NORTHFIELD, Minn. ― Sharing Our Roots is a nonprofit organization with a mission to “advance a resilient agriculture system that demonstrates the power to heal our lands, nourish our communities and prepare emerging farmers,” according to its website.
The organization owns a 100-acre parcel of land in Northfield that will be used this year by a diverse group of vegetable and livestock farmers.
Sharing Our Roots recently named Rocky Casillas Aguirre as its new executive director. Aguirre is originally from Tijuana, Mexico but was raised in Northfield and has been part of the community for almost two decades. He’s been with the nonprofit for about six years, most recently as operations manager.
“Rocky embodies the culture and values of the organization, is locally grounded and brings his community network to our work,” said Megan O’Hara, chair of the board for Sharing Our Roots. “He also brings cultural experience and a personal understanding of the challenges immigrants and young farmers face in our farming and food systems.”
Along with a cohort of farmers that will be “launching their ag enterprises” on the nonprofit’s parcel of land, Sharing Our Roots also addresses food insecurity in the community.
“We have a team of community connectors who do food distributions and support local community gardens as a way for people to grow food for themselves, or to sell,” said Aguirre. “So we have a lot of programming, both on the farm and out in the community.”

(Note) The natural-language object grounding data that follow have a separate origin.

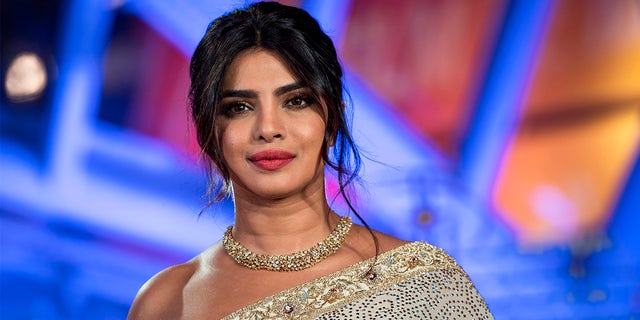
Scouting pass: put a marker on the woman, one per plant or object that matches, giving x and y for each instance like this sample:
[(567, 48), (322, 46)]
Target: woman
[(266, 99)]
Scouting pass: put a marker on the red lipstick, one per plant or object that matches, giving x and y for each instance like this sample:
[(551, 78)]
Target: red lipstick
[(271, 159)]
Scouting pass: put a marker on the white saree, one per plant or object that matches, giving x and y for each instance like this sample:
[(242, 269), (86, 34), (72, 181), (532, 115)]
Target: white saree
[(413, 281)]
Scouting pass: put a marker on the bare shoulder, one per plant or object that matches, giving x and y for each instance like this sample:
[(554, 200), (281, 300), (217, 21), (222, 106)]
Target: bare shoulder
[(161, 296)]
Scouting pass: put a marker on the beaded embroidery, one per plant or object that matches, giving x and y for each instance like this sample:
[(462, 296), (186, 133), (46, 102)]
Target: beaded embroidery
[(413, 281)]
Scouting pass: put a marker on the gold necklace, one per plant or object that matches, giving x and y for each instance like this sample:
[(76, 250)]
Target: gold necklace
[(292, 262)]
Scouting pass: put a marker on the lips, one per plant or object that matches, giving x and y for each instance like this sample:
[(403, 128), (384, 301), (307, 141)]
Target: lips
[(271, 159)]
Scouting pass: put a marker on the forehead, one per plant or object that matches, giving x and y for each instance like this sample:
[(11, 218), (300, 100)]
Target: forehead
[(257, 69)]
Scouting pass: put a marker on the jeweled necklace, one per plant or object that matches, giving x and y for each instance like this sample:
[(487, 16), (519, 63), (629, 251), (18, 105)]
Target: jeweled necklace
[(292, 262)]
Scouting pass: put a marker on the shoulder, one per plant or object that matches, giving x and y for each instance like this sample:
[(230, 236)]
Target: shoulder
[(161, 296)]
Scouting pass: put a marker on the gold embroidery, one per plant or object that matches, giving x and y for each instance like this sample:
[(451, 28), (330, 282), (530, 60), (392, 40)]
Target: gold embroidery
[(350, 284)]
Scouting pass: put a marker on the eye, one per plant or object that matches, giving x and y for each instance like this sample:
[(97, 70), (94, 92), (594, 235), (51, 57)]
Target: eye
[(235, 108), (299, 102)]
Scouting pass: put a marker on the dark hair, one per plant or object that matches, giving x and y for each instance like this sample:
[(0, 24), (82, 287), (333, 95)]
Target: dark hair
[(296, 37)]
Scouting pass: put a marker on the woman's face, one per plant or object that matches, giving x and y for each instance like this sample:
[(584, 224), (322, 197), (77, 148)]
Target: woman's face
[(272, 129)]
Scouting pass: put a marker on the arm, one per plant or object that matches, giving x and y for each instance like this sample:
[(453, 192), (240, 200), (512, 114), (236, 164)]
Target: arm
[(161, 296)]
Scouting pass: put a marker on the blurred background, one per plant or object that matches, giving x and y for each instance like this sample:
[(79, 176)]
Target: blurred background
[(505, 132)]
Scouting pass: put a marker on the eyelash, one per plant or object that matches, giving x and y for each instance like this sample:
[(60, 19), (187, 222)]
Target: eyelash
[(304, 99), (232, 108)]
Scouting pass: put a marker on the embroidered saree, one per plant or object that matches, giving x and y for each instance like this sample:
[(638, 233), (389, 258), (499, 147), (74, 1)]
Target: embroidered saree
[(413, 281)]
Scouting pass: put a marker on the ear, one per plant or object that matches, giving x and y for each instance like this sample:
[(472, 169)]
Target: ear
[(333, 133)]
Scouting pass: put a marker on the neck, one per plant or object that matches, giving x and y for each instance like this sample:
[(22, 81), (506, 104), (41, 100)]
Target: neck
[(282, 226)]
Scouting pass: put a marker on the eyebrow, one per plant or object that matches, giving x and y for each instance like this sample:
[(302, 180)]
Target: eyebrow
[(250, 94)]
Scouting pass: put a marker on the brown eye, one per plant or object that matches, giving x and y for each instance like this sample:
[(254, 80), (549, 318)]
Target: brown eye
[(233, 109), (299, 102)]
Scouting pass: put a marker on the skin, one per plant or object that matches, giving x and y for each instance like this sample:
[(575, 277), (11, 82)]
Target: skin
[(277, 212)]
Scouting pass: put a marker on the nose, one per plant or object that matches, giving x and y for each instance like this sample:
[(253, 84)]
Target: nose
[(269, 124)]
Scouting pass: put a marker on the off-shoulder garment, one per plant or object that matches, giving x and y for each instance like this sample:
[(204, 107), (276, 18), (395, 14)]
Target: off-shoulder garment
[(414, 281)]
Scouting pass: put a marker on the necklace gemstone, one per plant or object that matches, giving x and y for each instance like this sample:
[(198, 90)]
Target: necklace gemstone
[(293, 262)]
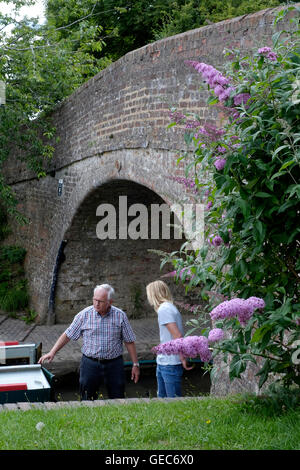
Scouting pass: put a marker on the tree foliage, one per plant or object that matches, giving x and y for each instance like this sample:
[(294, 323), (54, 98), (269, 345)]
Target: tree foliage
[(40, 68), (192, 14)]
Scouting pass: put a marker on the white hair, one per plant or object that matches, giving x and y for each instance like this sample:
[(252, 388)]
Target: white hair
[(109, 289)]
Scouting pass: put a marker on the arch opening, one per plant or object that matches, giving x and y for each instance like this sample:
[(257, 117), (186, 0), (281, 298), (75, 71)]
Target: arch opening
[(124, 262)]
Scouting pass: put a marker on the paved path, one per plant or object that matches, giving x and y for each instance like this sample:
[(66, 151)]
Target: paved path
[(67, 359)]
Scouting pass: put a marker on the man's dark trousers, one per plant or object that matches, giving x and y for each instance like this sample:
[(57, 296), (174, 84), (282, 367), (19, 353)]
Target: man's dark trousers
[(94, 373)]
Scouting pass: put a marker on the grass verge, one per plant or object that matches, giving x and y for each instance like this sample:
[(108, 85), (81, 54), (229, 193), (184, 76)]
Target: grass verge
[(210, 423)]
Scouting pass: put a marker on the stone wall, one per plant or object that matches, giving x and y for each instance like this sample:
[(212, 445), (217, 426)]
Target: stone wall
[(114, 128)]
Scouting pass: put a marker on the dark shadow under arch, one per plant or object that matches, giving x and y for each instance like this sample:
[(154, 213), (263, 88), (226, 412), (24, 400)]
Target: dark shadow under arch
[(125, 264)]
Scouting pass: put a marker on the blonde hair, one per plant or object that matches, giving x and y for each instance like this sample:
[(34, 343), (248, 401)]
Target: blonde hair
[(157, 293)]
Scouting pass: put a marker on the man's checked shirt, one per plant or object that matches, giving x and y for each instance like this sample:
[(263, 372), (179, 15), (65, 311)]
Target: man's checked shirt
[(102, 336)]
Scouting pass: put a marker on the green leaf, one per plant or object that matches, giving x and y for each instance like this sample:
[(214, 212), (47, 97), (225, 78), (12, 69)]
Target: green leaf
[(260, 332), (286, 164), (262, 194)]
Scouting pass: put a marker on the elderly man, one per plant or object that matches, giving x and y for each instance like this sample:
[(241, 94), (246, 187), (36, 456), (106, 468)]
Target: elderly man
[(103, 328)]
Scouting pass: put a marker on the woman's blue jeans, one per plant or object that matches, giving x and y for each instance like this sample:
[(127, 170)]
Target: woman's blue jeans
[(169, 380)]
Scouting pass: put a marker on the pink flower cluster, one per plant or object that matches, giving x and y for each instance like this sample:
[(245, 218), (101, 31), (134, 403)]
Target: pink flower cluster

One of those community connectors is Noemi Carreon, a long-time volunteer of Sharing Our Roots whose goal will be to help connect Latinx farmers in the Northfield area to land and resources, as well as address food insecurity in low-income neighborhoods. Carreon moved to Minnesota from Coahuila, Mexico, over 20 years ago and has since been an active volunteer in her community.
When Aguirre returned home to Northfield after he earned his bachelor’s degree in wildlife management from the University of Minnesota and a master’s degree in conservation from Antioch University in New England, he connected with Reginaldo Haslett-Marroquin, the president and CEO of the Regenerative Agriculture Alliance.
Haslett-Marroquin taught Aguirre how to raise free-range chickens at his farm in Northfield. That led to Aguirre landing the position of poultry assistant at Sharing Our Roots, which eventually led him to various other roles with the nonprofit.
“Now we're here, and I've been given the opportunity to lead the organization as executive director,” he said.
Aguirre said the work done by the nonprofit has evolved in the time it’s been around, and it’s his goal to take the organization to the next level.
“We're providing opportunities for immigrants and low-income families, and people of color who have been marginalized and discriminated against for so long,” he said. “And so for me, it's a way to give back to my community — to the community that raised me, so it’s just really exciting to be a part of something that is happening in my hometown.”
He said that some of his priorities as executive director are to expand and diversify the board.
“I think both of those things are really important, so having the opportunity to help shape this organization and help lead it to the next level is just a really great opportunity,” he said. “I'm really humbled and honored to be able to do this, especially at my age, because it doesn't seem like there are a lot of executive directors in their 20s.”
Land to farm
Aguirre said the 100-acre farm is meant to be “home base” for farmers who don't have access to land otherwise. The 14 farmers who were on the farmland owned by Sharing Our Roots last year will be coming back this year, and Aguirre said many of them will be expanding their production.
“The farmers will be growing food themselves, and we're just basically a support system,” he said. “We provide land access, infrastructure access, and access to resources and technical assistance.”
2022 will be the pilot year for the cohort of farmers who will be working together as well as independently.
“These 14 farmers that will be out there represent seven different enterprises, so some of them will be growing botanicals, others mixed vegetables, and there's also cattle out there,” said Aguirre, who added that there will also be a couple of Kenyan farmers who will be raising chickens. “So it's quite a diversity of farmers and businesses that will be going on at the farm this year.”